In more primitive areas weaving is a slow laborious art which uses a wooden frame to stretch the warp (vertical threads) whilst the weft (parallel threads) are snaked in between them. Amongst the goblins and the Vos this is the only method of weaving known.
A Brecht priest of Sera called Gunther invented the Heddle and Shuttle that transformed weaving in more civilised parts of Cerilia not long after the formation of the Anuirean empire. The Heddle is a plank of wood with a number of holes for thread, interspaced with vertical slots for alternate threads. When the heddle is raised the threads going through the holes rise, while the threads going through the slots does not. The resulting gap between alternate threads (called the shed) then allows the shuttle to be thrown between all the threads in a single stroke. By use of several different shuttles it is quite possible to thread multiple colours quickly. The church of Sera swiftly refined the initial invention by adding bobbins to the shuttle, and building frames, called looms, to hold the threads, heddle, etc in place and easily raise and lower the heddle using pedals. Modern looms have a comb-shaped reed to tighten the weft threads together, and hold the warp threads tight with rollers at each end of the loom allowing long cloths to be made as a continuous piece. More complicated cloths with several colours in warp and weft require multiple heddles and shuttles.

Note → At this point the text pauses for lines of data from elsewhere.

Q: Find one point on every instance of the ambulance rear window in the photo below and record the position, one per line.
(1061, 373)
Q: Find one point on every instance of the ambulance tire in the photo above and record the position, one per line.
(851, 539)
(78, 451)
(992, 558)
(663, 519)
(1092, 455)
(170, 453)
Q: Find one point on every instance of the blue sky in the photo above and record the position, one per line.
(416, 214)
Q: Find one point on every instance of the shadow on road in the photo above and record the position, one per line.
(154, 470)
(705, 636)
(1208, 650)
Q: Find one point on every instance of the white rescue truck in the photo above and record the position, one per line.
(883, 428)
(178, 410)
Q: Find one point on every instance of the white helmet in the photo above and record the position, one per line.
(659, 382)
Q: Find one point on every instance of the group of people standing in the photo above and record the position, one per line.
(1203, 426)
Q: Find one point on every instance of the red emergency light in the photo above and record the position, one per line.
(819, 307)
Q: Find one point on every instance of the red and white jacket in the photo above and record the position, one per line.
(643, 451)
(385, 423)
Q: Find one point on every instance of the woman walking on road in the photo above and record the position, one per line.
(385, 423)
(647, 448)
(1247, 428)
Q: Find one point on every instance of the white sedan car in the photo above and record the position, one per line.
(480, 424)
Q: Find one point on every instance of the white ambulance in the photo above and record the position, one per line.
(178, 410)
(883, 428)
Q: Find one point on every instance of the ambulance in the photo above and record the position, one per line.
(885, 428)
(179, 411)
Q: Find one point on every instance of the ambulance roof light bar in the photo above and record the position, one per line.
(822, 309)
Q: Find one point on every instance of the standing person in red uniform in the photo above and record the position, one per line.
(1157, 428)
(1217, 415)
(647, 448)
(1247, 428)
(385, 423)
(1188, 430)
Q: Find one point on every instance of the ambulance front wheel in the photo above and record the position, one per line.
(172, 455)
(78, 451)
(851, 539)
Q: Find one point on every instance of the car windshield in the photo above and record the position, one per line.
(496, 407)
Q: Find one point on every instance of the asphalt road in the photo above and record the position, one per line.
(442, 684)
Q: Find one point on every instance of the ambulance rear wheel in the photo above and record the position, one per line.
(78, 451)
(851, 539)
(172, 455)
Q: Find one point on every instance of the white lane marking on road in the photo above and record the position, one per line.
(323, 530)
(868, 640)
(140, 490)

Tapestries and carpets are generally made on upright looms in the laborious 'traditional' way as the patterns and colours are too complicated for a medieval loom. The vertical loom allows the weaver to watch the pattern as it forms and spares them from continually bending over a horizontal loom. Even such manual looms however are swift compared to spinning the wool in the first place ? a single handweaver requires the produce of 10-12 spinners, even when those spinners have good spinning wheels and spindles.